Pizza Dough & Prep

Author: Justin
Serves 2-3


3/4 cup warm water 1 Tbl. olive oil
2 1/4 cup all purpose flour 1 tsp. salt
1 tsp. sugar 1 tsp. dry yeast

Place ingredients into bread machine in order (water, oil, flour, salt, sugar, yeast).  Set on Pizza Dough setting, which will run for one hour.

Preheat oven to 450 degrees, with pizza stone on the shelf in the middle of the oven.

Spread a lot of corn meal on the pizza peel.  Then spread some more on.  Remove complete dough from machine, and set on peel.  Roll out a bit with rolling pin, to maybe half-size.  Pick up, and begin to spin a bit on the knuckles, pulling the dough gently outwards with each toss.  Do this until the pizza is roughly the right size (big enough to almost touch the edges of the flat part of the peel).  It is fine if the center is paper-thin, so long as it doesn't break.  Place down on the peel, and use fingers and rolling pin to even out the edges.

Spread toppings on pizza -- sauce, then solids, then cheese.  (Exact choice of toppings depends on what kind of pizza you're making.)  Spread all almost all the way to the edge -- leave no more than 1/2" at the edge.

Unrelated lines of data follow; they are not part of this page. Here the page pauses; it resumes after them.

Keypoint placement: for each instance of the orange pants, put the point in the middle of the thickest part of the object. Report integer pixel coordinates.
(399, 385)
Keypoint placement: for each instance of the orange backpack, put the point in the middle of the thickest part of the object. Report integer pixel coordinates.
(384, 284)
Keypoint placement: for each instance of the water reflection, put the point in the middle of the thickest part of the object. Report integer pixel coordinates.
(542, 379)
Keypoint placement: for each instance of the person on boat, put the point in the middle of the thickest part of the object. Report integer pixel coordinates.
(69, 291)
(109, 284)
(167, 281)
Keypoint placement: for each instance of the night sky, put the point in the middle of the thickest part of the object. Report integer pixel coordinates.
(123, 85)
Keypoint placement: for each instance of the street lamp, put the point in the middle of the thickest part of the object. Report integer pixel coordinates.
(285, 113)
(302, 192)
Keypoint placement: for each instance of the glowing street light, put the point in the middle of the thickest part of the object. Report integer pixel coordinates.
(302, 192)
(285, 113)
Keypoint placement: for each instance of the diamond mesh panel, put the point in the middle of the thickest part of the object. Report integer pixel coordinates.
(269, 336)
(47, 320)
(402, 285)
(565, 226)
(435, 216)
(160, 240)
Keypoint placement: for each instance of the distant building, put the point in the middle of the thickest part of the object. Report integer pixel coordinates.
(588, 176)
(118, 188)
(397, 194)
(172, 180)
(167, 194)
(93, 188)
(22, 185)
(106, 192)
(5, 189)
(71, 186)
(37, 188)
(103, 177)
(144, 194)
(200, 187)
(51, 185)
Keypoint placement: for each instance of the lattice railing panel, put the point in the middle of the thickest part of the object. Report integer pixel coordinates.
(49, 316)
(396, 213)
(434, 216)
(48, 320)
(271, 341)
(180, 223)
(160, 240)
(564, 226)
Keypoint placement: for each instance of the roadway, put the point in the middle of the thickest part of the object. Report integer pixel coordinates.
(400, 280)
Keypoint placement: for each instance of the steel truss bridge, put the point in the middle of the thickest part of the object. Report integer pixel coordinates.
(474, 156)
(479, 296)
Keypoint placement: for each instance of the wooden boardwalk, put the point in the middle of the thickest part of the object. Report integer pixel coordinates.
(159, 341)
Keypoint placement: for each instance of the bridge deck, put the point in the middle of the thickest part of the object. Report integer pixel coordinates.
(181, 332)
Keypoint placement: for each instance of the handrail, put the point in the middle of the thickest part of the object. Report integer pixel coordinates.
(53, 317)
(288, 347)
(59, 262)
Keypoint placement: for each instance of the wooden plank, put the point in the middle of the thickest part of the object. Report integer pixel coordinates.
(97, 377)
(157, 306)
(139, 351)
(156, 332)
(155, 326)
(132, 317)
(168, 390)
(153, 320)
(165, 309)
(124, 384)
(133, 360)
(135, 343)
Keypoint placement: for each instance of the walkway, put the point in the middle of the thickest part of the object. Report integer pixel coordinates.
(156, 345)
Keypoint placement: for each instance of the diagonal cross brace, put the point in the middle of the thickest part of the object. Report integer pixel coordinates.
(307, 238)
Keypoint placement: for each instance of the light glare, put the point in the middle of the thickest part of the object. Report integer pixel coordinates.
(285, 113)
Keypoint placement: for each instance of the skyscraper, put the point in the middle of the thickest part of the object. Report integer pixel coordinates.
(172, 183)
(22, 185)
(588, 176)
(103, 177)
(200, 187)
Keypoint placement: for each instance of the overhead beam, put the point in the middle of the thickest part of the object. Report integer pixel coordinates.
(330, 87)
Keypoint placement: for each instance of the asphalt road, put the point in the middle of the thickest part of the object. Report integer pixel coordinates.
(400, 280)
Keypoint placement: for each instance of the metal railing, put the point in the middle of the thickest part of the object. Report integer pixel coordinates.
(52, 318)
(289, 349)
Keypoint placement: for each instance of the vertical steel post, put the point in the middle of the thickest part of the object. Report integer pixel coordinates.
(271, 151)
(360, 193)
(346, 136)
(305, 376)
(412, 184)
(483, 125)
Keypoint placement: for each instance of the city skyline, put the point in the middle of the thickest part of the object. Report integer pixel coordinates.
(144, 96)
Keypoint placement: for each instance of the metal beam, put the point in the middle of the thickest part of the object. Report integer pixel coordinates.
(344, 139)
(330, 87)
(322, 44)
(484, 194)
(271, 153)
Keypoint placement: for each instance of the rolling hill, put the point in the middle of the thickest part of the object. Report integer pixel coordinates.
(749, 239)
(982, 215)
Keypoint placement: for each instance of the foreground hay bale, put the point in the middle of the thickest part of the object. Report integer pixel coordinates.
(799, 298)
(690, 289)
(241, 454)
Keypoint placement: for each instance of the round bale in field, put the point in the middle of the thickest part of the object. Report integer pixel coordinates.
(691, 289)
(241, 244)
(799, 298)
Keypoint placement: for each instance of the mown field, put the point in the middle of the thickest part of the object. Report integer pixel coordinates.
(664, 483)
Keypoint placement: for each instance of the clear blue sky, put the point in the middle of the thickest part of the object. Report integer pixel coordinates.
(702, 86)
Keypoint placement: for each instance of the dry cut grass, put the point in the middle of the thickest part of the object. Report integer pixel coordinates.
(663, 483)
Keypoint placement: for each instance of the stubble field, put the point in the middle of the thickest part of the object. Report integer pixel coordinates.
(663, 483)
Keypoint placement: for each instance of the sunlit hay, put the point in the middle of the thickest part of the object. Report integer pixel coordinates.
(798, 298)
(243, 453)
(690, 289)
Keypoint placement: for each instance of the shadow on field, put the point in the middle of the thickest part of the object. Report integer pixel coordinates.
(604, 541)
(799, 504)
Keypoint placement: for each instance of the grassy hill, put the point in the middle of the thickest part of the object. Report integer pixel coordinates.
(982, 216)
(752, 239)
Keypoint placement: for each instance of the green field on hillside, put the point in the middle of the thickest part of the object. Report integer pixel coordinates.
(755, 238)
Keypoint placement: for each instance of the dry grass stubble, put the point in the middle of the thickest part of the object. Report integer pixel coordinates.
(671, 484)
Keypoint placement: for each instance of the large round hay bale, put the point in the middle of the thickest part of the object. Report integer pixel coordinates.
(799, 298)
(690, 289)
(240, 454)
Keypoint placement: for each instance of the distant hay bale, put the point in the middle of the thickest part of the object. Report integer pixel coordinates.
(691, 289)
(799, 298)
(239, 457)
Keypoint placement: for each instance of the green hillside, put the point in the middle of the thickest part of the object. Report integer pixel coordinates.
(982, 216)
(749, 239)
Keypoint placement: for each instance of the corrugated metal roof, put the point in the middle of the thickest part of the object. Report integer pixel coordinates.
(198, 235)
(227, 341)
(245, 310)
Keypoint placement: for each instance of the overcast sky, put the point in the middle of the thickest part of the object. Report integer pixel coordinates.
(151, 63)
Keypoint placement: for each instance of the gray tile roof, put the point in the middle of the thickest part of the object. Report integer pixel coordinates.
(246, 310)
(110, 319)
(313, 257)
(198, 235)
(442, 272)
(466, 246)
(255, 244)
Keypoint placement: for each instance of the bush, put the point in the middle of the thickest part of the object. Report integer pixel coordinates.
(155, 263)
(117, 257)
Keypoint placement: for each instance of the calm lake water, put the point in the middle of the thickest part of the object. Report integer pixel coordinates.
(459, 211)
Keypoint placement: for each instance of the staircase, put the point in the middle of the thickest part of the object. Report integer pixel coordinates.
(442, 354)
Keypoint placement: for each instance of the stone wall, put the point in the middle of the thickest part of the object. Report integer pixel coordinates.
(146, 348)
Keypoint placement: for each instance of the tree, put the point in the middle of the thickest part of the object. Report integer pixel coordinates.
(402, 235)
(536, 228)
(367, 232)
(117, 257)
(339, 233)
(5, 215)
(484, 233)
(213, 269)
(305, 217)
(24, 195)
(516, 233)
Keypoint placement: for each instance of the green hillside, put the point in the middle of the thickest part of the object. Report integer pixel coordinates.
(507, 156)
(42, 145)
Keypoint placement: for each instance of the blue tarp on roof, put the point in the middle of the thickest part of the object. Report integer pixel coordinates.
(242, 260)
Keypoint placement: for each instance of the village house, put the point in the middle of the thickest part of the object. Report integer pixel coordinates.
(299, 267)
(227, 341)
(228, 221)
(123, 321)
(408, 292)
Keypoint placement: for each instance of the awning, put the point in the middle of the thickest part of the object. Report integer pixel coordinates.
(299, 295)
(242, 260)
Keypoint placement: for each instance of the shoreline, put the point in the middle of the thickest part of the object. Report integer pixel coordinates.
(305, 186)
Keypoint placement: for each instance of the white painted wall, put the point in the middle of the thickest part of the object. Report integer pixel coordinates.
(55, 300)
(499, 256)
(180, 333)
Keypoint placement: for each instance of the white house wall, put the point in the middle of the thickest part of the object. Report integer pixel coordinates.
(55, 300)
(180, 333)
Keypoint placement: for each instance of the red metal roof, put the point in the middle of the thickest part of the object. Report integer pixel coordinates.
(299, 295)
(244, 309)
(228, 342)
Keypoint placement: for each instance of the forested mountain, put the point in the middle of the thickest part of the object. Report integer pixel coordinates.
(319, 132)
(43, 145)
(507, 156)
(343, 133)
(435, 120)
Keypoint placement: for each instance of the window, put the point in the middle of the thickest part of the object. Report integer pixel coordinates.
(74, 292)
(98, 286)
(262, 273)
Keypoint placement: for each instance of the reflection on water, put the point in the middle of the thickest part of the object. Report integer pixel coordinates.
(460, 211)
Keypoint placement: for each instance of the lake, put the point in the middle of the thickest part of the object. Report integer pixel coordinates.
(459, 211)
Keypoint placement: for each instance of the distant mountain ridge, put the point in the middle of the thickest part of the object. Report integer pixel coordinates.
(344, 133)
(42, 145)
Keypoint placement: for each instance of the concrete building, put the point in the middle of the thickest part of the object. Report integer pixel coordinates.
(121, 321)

Slide pizza from peel onto pizza stone; there will usually be a bit of smoke.  Bake for 8-10 minutes, until cheese and crust are browning nicely.  Remove stone, and serve immediately.

Notes and Variations

This makes a tasty pizza that's generally a bit more than we can eat for dinner.  Current favorite variations are Thai Shrimp with Peanut Sauce, Pizza Faux Venezia and Pesto with Shrimp.  (Yes, we like shrimp on our pizza.)

For nights when I want a shortcut: Shaw's sells a perfectly decent pizza crust, but it's much too big.  (About 22 oz, of which we need about 16.)  Let it warm up a little bit, then spread it as normal, but spin and roll it out and big as possible.  Then cut the edges off, sizing the result to the peel.  The result is a good thin crust with good flavor and crispness.


Dough recipe adapted from bread machine's cookbook; I'm recording it here in case anything happens to that cookbook.  (However, the cookbook is clearly intended for a thicker crust -- their recommendations are for far too much dough.)  The rest was made up by trial and error.